Description

The idea to bring knowledge resources to people where they live seems to have originated in 1905 in Maryland with a mobile library operated out of the back of a wagon. More than a century later—even in our contemporary era of virtuality—the idea still has power and utility. Updating the “bookmobile” for the 21 st century, American University (AU) has developed a concept for a “Humanities Truck.” Not a van with books, the Truck is a humanities laboratory on wheels, equipped with state-of-the-art technology and designed to support collaboration between scholars and communities.
 
            During discussions about the future of the humanities at the University and the challenges those fields faced, faculty in the College of Arts and Sciences brainstormed two ideas: an internally-focused Humanities Lab—now operating—that would help faculty make connections across disciplines and departments and an externally-oriented Humanities Truck that would connect AU to its host community of Washington, DC.
 
Project leaders believe the Truck would serve several purposes simultaneously.

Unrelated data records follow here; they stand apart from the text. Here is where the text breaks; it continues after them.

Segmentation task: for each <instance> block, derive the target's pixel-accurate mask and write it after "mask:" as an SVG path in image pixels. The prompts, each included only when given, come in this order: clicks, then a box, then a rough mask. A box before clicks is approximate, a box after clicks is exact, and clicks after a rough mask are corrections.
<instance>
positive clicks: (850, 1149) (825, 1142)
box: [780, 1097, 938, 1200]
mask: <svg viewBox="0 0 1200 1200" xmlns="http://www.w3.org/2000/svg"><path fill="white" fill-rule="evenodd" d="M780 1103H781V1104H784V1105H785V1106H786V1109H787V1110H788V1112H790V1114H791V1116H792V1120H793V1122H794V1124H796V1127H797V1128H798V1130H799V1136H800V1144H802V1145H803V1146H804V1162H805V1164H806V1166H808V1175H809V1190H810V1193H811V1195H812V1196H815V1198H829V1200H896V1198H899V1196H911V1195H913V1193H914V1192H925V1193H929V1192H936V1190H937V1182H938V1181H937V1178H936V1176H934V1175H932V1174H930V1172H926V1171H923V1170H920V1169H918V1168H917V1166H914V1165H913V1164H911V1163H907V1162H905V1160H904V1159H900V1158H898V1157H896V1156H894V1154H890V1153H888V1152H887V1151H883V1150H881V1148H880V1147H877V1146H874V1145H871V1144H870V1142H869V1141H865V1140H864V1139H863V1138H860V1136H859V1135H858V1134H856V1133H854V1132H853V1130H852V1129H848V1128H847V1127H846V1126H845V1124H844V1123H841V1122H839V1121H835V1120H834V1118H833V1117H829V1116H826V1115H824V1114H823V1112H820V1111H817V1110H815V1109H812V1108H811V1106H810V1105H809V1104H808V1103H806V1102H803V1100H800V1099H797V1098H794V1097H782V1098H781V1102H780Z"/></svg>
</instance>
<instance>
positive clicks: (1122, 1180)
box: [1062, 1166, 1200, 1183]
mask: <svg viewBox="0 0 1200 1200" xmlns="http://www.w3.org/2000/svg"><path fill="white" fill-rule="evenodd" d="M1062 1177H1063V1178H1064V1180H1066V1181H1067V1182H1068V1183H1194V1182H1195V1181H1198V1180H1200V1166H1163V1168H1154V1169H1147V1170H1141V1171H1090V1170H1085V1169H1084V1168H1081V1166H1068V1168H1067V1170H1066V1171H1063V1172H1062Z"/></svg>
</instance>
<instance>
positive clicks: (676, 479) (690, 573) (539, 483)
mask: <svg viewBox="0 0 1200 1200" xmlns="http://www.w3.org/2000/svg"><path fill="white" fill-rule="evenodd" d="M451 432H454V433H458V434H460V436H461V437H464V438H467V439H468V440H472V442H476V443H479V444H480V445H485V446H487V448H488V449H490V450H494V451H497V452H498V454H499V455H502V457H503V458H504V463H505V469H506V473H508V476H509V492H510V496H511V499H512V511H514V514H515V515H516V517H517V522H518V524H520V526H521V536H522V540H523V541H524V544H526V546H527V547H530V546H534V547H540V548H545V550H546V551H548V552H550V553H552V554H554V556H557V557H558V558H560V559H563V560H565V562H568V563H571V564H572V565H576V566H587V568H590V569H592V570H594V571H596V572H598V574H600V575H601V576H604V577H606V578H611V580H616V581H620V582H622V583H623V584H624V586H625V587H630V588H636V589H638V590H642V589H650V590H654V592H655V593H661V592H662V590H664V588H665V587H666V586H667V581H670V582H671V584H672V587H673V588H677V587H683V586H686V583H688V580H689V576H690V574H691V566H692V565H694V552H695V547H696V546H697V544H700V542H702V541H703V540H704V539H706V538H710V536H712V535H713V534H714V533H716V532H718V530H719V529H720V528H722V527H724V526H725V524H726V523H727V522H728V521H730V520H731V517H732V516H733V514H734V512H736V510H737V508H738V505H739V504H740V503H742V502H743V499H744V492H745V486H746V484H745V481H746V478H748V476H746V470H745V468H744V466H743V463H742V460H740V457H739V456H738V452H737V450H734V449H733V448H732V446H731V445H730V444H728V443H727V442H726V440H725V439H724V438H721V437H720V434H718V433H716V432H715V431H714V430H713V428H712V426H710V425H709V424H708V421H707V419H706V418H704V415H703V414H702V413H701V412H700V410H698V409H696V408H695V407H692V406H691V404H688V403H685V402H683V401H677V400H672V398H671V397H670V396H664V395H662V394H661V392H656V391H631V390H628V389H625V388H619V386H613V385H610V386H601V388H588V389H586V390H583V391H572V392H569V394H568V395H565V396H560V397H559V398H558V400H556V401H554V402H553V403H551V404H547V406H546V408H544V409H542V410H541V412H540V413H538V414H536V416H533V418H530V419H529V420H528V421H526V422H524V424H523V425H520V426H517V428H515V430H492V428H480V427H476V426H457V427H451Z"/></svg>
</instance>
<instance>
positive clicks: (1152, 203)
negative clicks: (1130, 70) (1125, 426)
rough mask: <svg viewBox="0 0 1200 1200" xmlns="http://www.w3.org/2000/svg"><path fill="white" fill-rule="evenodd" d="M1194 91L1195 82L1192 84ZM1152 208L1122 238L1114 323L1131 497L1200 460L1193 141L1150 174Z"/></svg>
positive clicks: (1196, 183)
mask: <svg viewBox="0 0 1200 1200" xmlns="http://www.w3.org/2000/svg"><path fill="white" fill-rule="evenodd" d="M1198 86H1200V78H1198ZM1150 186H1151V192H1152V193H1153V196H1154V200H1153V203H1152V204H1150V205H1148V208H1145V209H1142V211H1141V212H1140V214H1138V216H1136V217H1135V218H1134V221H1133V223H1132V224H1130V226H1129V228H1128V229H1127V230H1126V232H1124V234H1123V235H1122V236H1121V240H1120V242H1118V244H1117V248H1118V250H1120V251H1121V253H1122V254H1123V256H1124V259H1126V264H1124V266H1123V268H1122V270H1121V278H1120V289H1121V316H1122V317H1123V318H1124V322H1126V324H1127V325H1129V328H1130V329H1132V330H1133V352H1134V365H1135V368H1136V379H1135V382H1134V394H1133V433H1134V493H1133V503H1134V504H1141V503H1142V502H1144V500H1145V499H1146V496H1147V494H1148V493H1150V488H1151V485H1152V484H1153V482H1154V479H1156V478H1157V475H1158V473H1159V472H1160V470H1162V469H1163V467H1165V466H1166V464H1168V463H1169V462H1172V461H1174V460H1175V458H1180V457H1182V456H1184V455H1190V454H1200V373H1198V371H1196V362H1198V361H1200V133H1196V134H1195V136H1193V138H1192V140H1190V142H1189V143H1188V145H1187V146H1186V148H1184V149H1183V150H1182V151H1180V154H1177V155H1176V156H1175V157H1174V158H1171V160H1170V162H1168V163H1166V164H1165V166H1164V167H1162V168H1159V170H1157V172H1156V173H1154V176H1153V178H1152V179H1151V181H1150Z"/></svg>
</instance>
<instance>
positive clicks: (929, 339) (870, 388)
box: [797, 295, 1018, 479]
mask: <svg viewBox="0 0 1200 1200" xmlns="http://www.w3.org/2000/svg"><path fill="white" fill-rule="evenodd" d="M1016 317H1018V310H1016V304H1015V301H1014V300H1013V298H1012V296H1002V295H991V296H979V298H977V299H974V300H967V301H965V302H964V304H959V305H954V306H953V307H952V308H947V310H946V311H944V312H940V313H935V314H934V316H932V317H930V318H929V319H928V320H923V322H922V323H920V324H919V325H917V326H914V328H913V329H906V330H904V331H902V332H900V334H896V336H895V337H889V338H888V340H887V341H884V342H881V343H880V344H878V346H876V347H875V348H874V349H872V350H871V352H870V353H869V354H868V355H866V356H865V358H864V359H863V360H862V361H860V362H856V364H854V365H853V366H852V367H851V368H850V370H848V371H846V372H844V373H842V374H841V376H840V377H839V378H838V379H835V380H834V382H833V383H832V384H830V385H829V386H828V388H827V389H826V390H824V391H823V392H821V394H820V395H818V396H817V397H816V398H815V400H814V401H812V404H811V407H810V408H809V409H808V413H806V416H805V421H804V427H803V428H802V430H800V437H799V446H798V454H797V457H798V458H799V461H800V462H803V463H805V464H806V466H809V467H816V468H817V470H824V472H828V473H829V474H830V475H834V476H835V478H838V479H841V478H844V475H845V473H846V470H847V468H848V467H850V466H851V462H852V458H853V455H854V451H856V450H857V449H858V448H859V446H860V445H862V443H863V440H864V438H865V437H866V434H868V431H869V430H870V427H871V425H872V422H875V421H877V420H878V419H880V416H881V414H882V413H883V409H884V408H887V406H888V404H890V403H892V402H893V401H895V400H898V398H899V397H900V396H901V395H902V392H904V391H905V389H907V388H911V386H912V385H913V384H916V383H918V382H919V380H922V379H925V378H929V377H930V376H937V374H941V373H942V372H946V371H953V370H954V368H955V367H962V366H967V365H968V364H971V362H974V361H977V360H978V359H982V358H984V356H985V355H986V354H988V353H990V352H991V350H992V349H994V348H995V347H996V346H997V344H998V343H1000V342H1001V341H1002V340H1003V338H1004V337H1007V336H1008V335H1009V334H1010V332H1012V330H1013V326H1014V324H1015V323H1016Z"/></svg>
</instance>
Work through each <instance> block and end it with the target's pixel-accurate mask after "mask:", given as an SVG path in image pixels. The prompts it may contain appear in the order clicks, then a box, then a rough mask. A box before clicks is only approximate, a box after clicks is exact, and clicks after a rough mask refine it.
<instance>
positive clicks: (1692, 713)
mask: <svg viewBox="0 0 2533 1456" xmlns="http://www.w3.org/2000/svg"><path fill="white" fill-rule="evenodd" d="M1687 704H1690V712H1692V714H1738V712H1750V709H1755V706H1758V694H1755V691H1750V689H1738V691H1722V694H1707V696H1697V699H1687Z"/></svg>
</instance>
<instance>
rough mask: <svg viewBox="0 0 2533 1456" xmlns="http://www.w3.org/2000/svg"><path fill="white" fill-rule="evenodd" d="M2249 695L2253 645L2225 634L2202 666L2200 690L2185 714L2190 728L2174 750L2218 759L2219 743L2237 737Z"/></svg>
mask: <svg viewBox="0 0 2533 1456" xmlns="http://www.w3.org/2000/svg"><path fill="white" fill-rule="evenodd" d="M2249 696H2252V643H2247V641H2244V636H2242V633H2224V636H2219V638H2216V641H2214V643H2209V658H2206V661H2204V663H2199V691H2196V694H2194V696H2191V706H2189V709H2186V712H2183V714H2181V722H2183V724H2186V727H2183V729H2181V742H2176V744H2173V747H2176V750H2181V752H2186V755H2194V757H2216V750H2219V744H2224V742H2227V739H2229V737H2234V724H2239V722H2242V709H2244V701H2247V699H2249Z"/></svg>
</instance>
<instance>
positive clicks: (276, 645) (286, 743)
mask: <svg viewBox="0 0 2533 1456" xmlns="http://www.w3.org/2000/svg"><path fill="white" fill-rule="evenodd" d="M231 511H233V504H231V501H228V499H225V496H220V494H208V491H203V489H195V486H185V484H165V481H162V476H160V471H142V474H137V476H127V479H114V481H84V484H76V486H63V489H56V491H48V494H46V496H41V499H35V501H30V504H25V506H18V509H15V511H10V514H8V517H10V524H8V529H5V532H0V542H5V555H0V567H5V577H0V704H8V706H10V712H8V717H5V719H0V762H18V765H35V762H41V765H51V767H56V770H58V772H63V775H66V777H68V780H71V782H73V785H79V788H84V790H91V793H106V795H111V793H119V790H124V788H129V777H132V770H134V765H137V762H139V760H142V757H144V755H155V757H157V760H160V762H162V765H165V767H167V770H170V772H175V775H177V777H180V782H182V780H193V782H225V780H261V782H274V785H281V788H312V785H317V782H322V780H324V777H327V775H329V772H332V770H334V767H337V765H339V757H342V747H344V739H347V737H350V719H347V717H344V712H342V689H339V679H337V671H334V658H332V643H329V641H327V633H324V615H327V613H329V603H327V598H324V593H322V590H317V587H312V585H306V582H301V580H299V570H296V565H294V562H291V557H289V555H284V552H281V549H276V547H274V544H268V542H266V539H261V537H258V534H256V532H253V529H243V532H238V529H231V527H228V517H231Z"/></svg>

First, it would provide a group of scholars at the University with a critical tool to advance their research. AU is home to vital Public History and Communications programs. Faculty in those programs have already developed projects for the Truck, including an urban art project utilizing archival streetscape images and an oral history of the nation’s largest homeless shelter, which is next to the Capitol. The project team plans to reach out beyond Public History and Communications to others in Arts and Sciences as well as to the schools of education, business and public affairs. (The Humanities Truck team is working closely with AU’s Institutional Review Board to ensure that all projects that will utilize the Truck have the necessary approvals.)
 
Second, the Truck would support the University’s graduate programs—especially the Public History program. The presence of the Truck will attract students to the program and give them access to a unique tool for learning. As important, it will enable the University to provide humanities graduate students with a different perspective on research and the role of research subjects. The humanities have traditionally emphasized text-based scholarship; the Truck will create opportunities for field-based research and for collaboration with the subjects of research—an approach that will yield very different projects and results.
 
Finally, the Truck would extend the University’s reach throughout the city of Washington. Already, AU is well-connected to Washington’s policy and political communities; the Humanities Truck would permit it to establish relationships with the city’s less nationally-visible communities. And not simply connect with these communities, the Truck would also provide them access to the tools of humanistic investigation and expression, empowering them as well as serving the needs of academic researchers.
 
The first five projects that the Truck would host—illustrative of the theme, “Dwelling and Mobility”—have already been identified. During the first year, when the first projects are underway, the project team will reach out to faculty across the College of Arts and Sciences and beyond to educate them about the Truck and to invite proposals for additional community-based research projects. The Truck can also be used for graduate research projects and in undergraduate and graduate courses. Grant-funded faculty research projects and undergraduate courses would contribute funds for the operation of the Truck, enabling it to remain viable beyond the period of the grant. 
 
The Truck will house audio and video recording, viewing, and projection equipment, a powerful computer and scanner, a wireless hotspot, light furniture, including a tent and an outdoor screen, and more.
 
The Luce Foundation’s grant would enable American University’s College of Arts and Sciences to fit out the Truck, cover a number of project-related expenses, and hire a part-time program associate and assistant (both graduate students) who will manage the truck and equipment, the projects, and outreach to the University community. The work of the program associate and assistant will be overseen by a program director who is a tenured faculty member in the history department. AU will cover insurance, maintenance, fuel, etc.
 
Recommendation:              That the Directors of the Henry Luce Foundation approve a three-year grant of $225,000 to American University to support the Humanities Truck, a public humanities initiative in the District of Columbia.